Kulinerasik.com - Candi ini pertama kali ditemukan pada tahun 1740 oleh Loten, yang selanjutnya pada awal tahun 1800 an Raffles memberi nama Gedong Pitoe, hal ini didasarkan oleh jumlah temuan candi yang waktu itu berjumlah tujuh buah. Pemugaran beberapa kali dilakukan dan yang terakhir dilakukan oleh Kantor Suaka Peninggalan Sejarah dan Purbakala provinsi Jawa Tengah. Yakni pada tahun 1928 hingga 1929, kemudian tahun 1930 hingga 1931 serta tahun 1977 hingga tahun 1983.
Panorama Terindah di Jawa Tengah, Candi Gedongsongo
Candi Gedongsongo terletak di desa Candi, lima kilometer dari pusat keramaian daerah wisata Bandungan, Candi ini merupakan peninggalan Zaman Mataram Kuno atau Mataram Hindhu. Dibangun kurang lebih pada abad ke 8/9 Masehi yang saat itu tanah Jawa dikuasai oleh Dinasti Sailendra. Keberadaanya diperkirakan sama dengan Candi Dieng.

Candi-candi di komplek Candi Gedong Songo ini tersebar di lima wilayah, yang terpisah oleh lembah jajaran cemara serta ladang penduduk setempat. Pada Kelompok candi kelima atau yang berada paling atas ini berada di ketinggian 1.300 meter diatas permukaan laut. Candi ini menyatu dengan kontur lereng gunung ungaran. Suasana hening serta sakral sangat terasa ditempat ini, seakan membawa keberadaan kita yang berkunjung ketempat ini merasakan ketenangan dan kenyamanan didukung dengan kesejukan udara yang terhembus di lokasi ini.

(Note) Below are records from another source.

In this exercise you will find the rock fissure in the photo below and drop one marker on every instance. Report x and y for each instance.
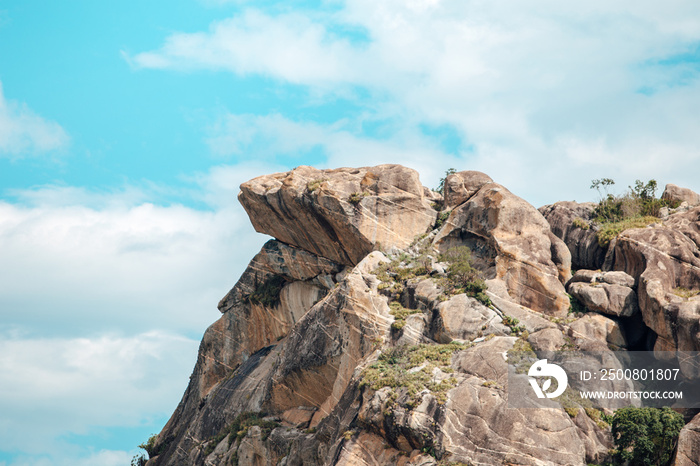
(311, 315)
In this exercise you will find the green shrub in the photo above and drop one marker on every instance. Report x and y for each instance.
(646, 436)
(685, 293)
(441, 186)
(462, 276)
(312, 186)
(442, 217)
(268, 292)
(513, 324)
(392, 370)
(138, 460)
(400, 314)
(356, 197)
(239, 429)
(609, 231)
(581, 223)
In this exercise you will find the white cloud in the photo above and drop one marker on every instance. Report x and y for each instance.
(55, 387)
(531, 87)
(22, 132)
(103, 300)
(289, 46)
(73, 268)
(275, 135)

Untuk mencapai tempat ini memang membutuhkan energi yang cukup, pasalnya dari pintu masuk komplek candi dibutuhkan waktu kurang lebih satu jam untuk sampai ke posisi paling puncak tersebut dengan kondisi yang lumayan terjal. Namun bagi para pengunjung yang tidak ingin berlelah lelah di pintu masuk komplek ini tersedia penyewaan kuda.

Dengan mengunjungi candi Gedongsongo yang berada paling puncak tersebut kita dapat menikmati pemandangan yang luar biasa diantara puncak gunung Merapi dan Merbabu.